The Chink also linked the older Indians with the rest of the world, but in a different manner. Throughout the decades, the Clock People had mysteriously maintained periodic contact with certain Indians on the outside. These outside contacts were medicine men or shamans, although exactly what was their relatio
nship to the clockworks ritual and Eternity of Joy legend the Chink was never to ascertain. However, in the mid-fifties, one or more of these outsiders took to showing up at the Sierra store at the precise hours of the Chink's unannounced visits. They'd drink a beer with him and give him a piece or two of seemingly insignificant gossip, which he would feel compelled to pass along once he was back at the Great Burrow. Thus, he functioned as a medium, as the air is the medium for drumbeats, connecting Clock People, young and old, with distant drummers.
He also functioned as an agent of diversion. When hunters, hikers or prospectors entered the area, the Chink used his wiles to guide them away from the vicinity of the Great Burrow. Conversation studded with tips about game, scenic waterfalls or ore deposits was usually enough to divert the intruders, but occasionally a small rock slide or other mishap would have to be arranged. Even so, a few interlopers, especially rangers of the U.S. Forest Service, slipped through the Chink's net. Those who got too close were slain by the Clock People. From 1965 to 1969, seven outsiders took arrows through their breasts and were buried inside the Great Burrow.
These slayings were a source of contention between the Chink and the Clock People, the latter regarding them as the regrettable but necessary price of protection, the former declaring, “There are many things worth living for, there are a few things worth dying for, but there is nothing worth killing for.”
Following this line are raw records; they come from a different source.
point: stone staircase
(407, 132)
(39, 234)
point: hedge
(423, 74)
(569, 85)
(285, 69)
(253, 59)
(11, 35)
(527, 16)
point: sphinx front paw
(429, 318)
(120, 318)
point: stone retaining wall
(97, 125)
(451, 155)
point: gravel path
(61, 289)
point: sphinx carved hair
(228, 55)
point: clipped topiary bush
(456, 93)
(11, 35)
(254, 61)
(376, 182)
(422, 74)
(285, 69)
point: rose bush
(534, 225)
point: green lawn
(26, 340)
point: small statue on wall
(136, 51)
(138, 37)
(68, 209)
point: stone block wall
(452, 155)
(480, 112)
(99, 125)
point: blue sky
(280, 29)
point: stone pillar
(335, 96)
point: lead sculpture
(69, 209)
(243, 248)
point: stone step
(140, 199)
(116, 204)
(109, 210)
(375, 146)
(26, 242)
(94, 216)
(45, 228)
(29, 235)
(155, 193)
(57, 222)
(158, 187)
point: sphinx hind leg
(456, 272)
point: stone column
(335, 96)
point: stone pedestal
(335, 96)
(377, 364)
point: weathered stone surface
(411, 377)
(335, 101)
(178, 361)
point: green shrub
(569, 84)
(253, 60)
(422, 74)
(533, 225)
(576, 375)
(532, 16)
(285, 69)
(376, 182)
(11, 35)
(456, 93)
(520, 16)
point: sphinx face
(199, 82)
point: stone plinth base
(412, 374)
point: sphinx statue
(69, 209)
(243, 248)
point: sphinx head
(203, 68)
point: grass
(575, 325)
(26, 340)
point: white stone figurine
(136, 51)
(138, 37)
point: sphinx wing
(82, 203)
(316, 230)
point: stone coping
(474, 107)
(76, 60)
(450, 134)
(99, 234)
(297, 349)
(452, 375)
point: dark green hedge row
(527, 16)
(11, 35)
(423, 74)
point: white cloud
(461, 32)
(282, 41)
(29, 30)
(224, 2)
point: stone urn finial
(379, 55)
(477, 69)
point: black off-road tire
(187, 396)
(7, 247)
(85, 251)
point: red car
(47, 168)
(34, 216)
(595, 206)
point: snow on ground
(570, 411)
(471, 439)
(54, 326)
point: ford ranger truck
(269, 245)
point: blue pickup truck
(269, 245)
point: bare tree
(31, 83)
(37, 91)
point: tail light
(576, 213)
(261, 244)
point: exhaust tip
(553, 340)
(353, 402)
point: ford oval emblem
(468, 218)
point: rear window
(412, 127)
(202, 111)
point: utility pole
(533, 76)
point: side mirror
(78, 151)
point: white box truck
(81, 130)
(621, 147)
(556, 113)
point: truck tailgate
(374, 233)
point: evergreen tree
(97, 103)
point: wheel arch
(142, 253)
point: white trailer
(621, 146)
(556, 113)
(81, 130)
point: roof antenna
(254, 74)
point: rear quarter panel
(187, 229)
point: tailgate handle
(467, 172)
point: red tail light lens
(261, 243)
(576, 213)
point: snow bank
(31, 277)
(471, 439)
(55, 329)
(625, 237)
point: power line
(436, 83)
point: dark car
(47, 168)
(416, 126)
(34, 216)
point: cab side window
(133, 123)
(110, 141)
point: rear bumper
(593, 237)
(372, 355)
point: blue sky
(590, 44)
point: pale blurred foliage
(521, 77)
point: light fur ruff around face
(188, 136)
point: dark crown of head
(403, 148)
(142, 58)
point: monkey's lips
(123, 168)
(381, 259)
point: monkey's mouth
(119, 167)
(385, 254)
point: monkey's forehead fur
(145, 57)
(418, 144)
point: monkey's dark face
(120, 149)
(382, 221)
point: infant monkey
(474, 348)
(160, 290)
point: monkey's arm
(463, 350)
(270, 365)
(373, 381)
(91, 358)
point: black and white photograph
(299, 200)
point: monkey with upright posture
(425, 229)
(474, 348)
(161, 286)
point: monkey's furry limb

The Chink tried to impress upon the Clock People that, with the increase in air traffic over the mountains, as well as in the number of outdoorsmen whom civilization was driving into the wilderness, it was only a matter of “time” before their culture was exposed. What would they do then? Obviously, the System would not be gracious enough to leave them alone. “We will hide in the tunnels,” answered some of the middle-aged. “We will defend ourselves to the death,” answered some of the youths. “The movements of the Earth will take care of all that,” answered the elders, smiling enigmatically.